Kep atma töreninden aklımda kalacaklar bizim bölümün pankartının unutulması olmasına rağmen yılmayıp yürüyüş sırası için sıkıştığımız çalılık kılıklı yerde duruma el koyarak pankartı "Küresel ve Uluslararası İlişkiler"den el yordamıyla olması gereken "Siyaset Bilimi ve Uluslararası İlişkiler"e çevirmemiz ve akabinde gelen ne menem bölümmüşüz demek ki bizi unutmuşlar hissi olsa da... Hocalarımız törene gelmeye tenezzül etmemiş olsa da... Uzun konuşmalar, saçma konuşmalar, o konuşmaların içine giren "Hong Kong'a giderken bavula konan ekmekler", "Bu okulda çok çınar var" ile başlayan Wikipedia çınar ağacı bilgileri ya da uzayıp giden "Selam olsun!!"lar duygusallıktan değil sinirden bizi ağlama noktasına getirse de... Diploma töreninde birbirini alkışlayan tek bölüm ve fakat bu arada en oturmak bilmez yaramaz çocuk havasında bölüm olduğunu da gösteren tek bölüm olsak da... Diplomalarımızı alma şeklimize çok bayılmasak da...
Boğaziçi bizim evimizdi 4 yıldır. İçinde türlü mutluluklar, sıkıntılar, üzüntüler yaşadığımız, saçmalıklar yaptığımız ve çimlerinde yata yata büyüdüğümüz yerdi.
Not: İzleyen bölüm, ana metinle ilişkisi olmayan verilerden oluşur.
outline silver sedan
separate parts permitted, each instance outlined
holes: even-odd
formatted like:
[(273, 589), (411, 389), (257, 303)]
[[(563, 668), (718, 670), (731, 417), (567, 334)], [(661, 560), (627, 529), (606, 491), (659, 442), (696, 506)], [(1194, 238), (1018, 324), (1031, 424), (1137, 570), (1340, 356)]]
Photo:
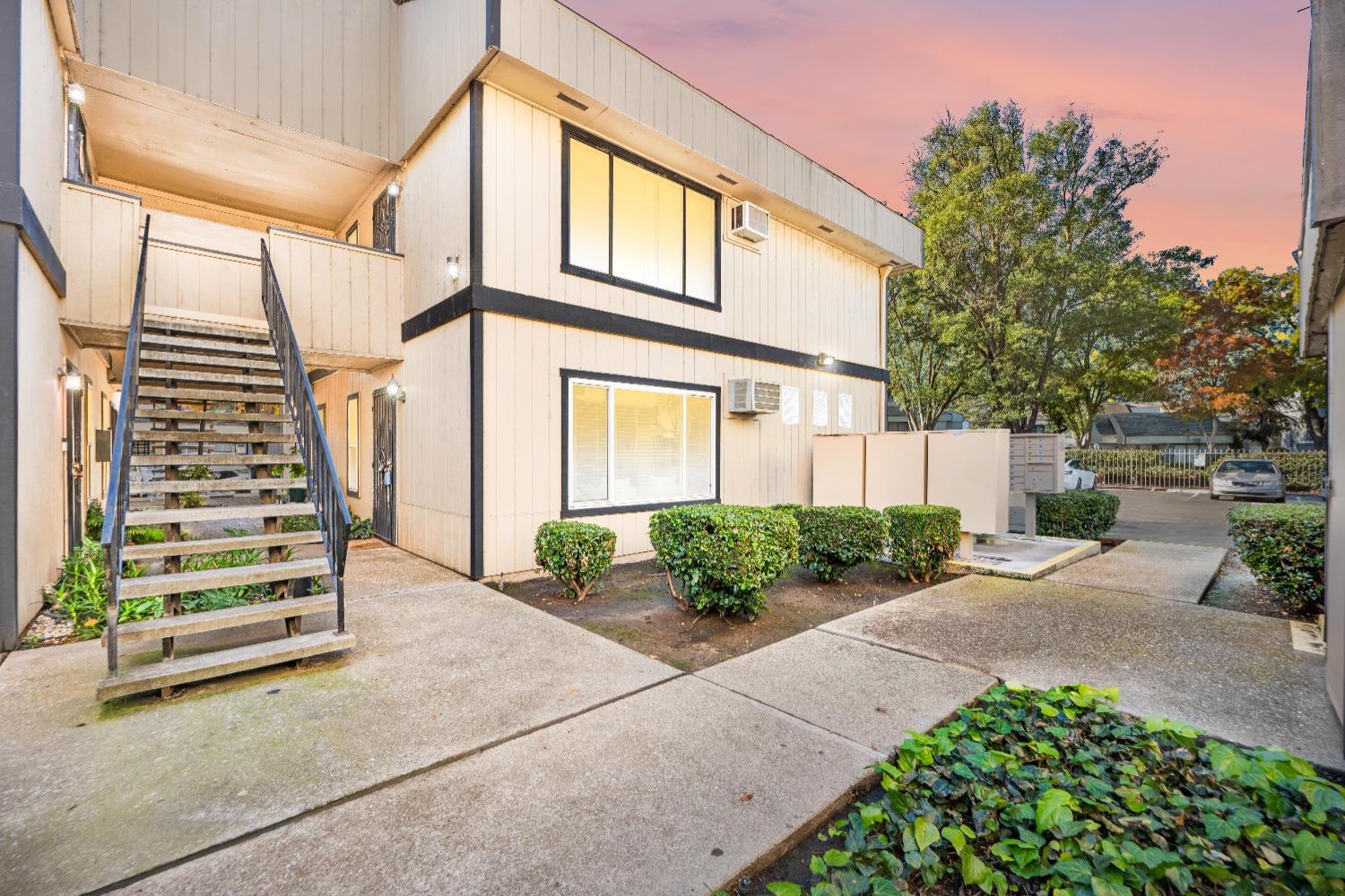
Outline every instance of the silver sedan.
[(1215, 467), (1209, 477), (1209, 497), (1284, 500), (1284, 474), (1274, 461), (1229, 459)]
Ben iki yıl daha bu evde olacağım evet. Ama eskisi gibi de olmayacak tabii. "Those were the days" demeyi bilmek gerek şimdi. O güzel günlere katkısı olan herkese iyi ki varsınız demek de gerek. Seviyorum sizi bilin demek gerek.
Çok duygusal olduysam takılmayınız bana efem. Lisede yaşayamadığım mezuniyeti doya doya ve daha anlamlı şekilde yaşıyorum günlerdir ondandır. Okulun bitimiyle etraftan peş peşe duyulan evlilik planları ve hatta baloda şahit olunan evlenme teklifinin ardından "ya biz hakikaten büyüdük ya böhüüü" etkisi de olabilir o ayrı.